On Sunday, Deora praised Kejriwal after he was sworn in as the Delhi chief minister for the third straight term. “Sharing a lesser-known and welcome fact the Arvind Kejriwal-led Delhi Government doubled its revenues to Rs 60,000 crore and maintained a revenue surplus over the last 5 years,” the former Mumbai Congress chief tweeted. “Food for thought: Delhi is now one of India’s most fiscally prudent governments.”

Maken hit out at Deora for his comments and referred to compound annual growth rate figures to criticise him. “Brother, you want to leave INC India-please do-then propagate half baked facts,” he said in a tweet.

He compared the revenue generation from 1997-’98 onwards and said that during the Congress rule in 2013-’14 the revenue was Rs 37,459 crore, which grew at 14.87%. Maken said this has come down to Rs 60,000 crore in 2019-’20, a growth rate of only 9.90%.

Replying to this, Deora said he would not undermine Sheila Dikshit’s “stellar performance” as the Delhi chief minister. “That’s your specialty,” he added. “But it’s never too late to change!
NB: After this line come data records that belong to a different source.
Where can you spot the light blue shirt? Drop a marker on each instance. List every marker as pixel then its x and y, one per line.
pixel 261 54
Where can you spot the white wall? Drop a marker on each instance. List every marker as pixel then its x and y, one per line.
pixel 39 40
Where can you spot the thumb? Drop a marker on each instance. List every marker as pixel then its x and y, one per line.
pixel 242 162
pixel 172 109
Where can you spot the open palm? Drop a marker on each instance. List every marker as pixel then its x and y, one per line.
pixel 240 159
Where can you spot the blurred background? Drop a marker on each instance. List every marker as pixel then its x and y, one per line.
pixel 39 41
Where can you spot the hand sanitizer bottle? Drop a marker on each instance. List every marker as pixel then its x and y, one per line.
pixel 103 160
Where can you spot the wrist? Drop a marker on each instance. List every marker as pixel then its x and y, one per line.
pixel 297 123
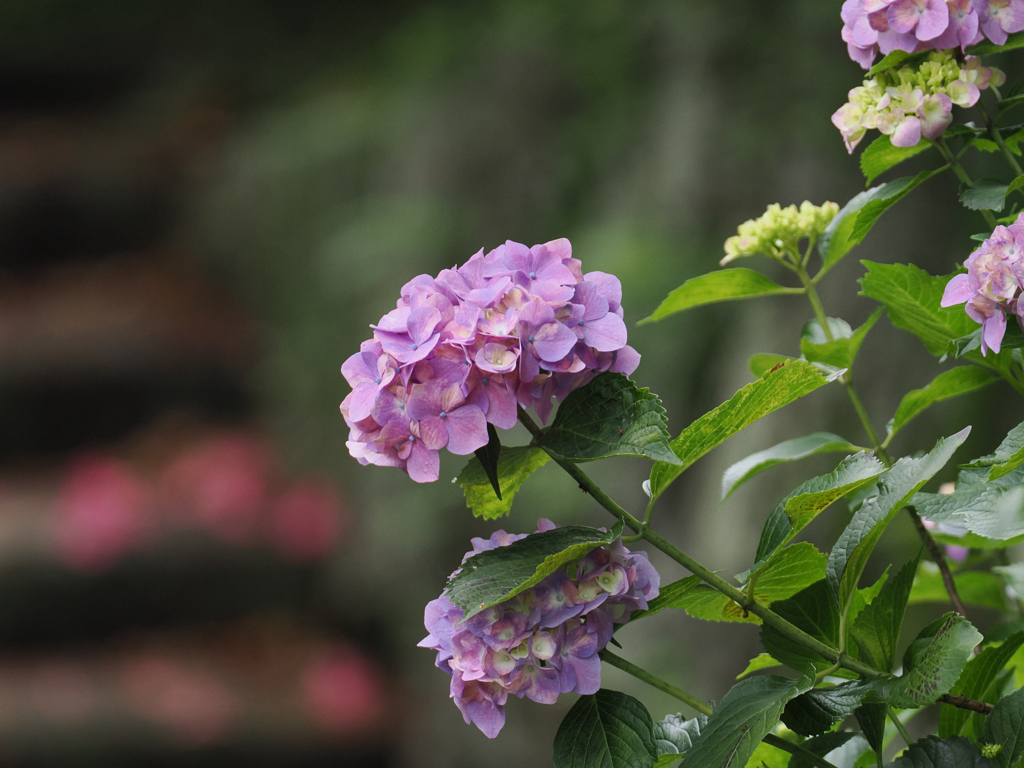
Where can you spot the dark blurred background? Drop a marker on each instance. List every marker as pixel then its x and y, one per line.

Instead of advocating an alliance with AAP, if only you had highlighted Sheila ji’s achievements, INC India would’ve been in power today.”

Sheila Dikshit served as Delhi’s chief minister for 15 years from 1998 to 2013. She died in July last year at the age of 81.

Maken had advocated an alliance with the Aam Aadmi Party in Delhi ahead of last year’s Lok Sabha elections and was willing to give up his candidature from the New Delhi seat if it worked. Maken represented the New Delhi constituency twice in the Lok Sabha.

The Aam Aadmi Party swept the Assembly polls last week, winning 62 seats, to secure a third consecutive term in the national Capital. Its primary opposition, the Bharatiya Janata Party, won only eight seats but was able to increase its vote share from 32% to 38.51%.

The Congress replicated its poor performance from the 2015 Assembly elections with its vote share shrinking below 5%. At least 63 Congress candidates lost their deposits after the results were declared.